こうして二人は話し合いを重ね、システムの全貌を固めた。


 まず、暗殺屋、掃除屋、開発屋それぞれが独立したチェーンとして存在するネットワークを構築する。登録には生体認証が必須で、依頼は匿名で条件や詳細を記して投稿され、承諾されると契約が成立する。依頼が実行されなければ、そのアカウントは永久追放される。ただし、失敗した場合は報酬のみ支払われない。


 また、このシステムを運営するためのコアメンバー、すなわち康二や誠一などは、参加者の情報を知らず、システムの修正や改善はコアメンバー全員の承認がなければ実施されない仕組みとなる。

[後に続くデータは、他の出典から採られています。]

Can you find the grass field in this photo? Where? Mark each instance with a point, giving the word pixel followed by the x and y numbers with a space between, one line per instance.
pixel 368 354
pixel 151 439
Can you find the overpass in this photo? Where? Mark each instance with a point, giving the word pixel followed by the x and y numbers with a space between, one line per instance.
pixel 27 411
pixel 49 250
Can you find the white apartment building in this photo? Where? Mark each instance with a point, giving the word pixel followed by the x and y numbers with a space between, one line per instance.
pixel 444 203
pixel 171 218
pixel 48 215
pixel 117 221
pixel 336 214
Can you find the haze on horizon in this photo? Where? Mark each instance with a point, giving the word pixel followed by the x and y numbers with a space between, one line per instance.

 そして、この新システムが普及し、従来の体制が崩壊した後、

 康二はコアメンバーの承認を得た上でシステムから退場する計画だ。


 それから一ヶ月後、誠一はプロトタイプを完成させた。

 コアメンバー五人は顔を合わせ、決議に使うマスターキーを各自登録した。


 そして、実際に運用が始まった。


 初めは怪しいと疑わられていたが、

 次第にシステムの利益率の高さに気づく者が増えた。

 

 あっという間に参加者が増加。

 直接依頼はみるみる減り、ついには二年間でゼロとなった。




 そんな六月のこと。

 季節雨が煌々と輝く背景の下、愛子は子供を授かった。


 生まれる直前まで名前が決まらなかった康二は、窓からの景色を見ながらプロポーズした際、愛子が流した涙を思い出して、娘の名前を『雫』に決めた。


 ——夏目雫。 美しい名前だ。


 新システムも完成し、愛する子も誕生した。

 これ以上の絶好のタイミングはなかった。


 数日後、地下の一室、コアメンバーが活動する部屋で、康二は口を開いた。


「なあ、聞いてくれ。俺に子供ができた!」


 康二は珍しく声を張り上げた。


「ほ、本当か! おめでとう!」


 誠一は涙ぐみ、他のメンバーも次々と祝福した。


「……ありがとう。さすがに、なんというか……くるものがある。あ、あと女の子で、名前は雫っていうんだ」


 康二は、一眼レフで撮った写真を見せる。


「かっわいいな。愛子さんは綺麗だから、きっと美人になるぞー」

「俺に似るかもしれないだろ」

「……愛子さんに、似てほしいな」


 誠一がじっと俺を見てそう言った後、

 康二と誠一はじゃれあい、それを見て皆で笑い合った。


「……それで、まだ、言わなきゃいけないことがあるんだ」

「もう、お腹いっぱいだぞ?」

「コアメンバーから抜けさせてもらおうと思う」


 誠一の笑顔が一変し、康二を睨みつけ、

 場の空気は一気に冷たくなった。


「……何を言ってんだ、お前」

「初めからそう言っていただろう?」

「……お前、俺らを、売る気だろ?」


 予想外の一言に康二は焦燥の色を浮かべた。


「う、売るって……何のことだ?」

「惚けるな。このシステムの反対者に情報を売り飛ばすつもりだろうが!」


 誠一は怒号を浴びせた。


「そんなことするわけがない! そもそも、そんなことをして俺に何の得がある?」

「いや、これだけの匿名性を確保したシステムだ。どれほどの価値があると思っている? これを売れば、一体いくらになるんだろうな」


 康二は眉間に皺を寄せ、怒鳴り返した。


「もう、いい加減にしろ! 俺はこのシステムから抜ける。いいな? もし承認しなければどうなるか分かっているだろうな? 俺が今後署名しなければ、システムはどうなる? 一週間で答えを出せ」


 康二は言い終えると、地下室のドアを乱暴に開け、外へ出た。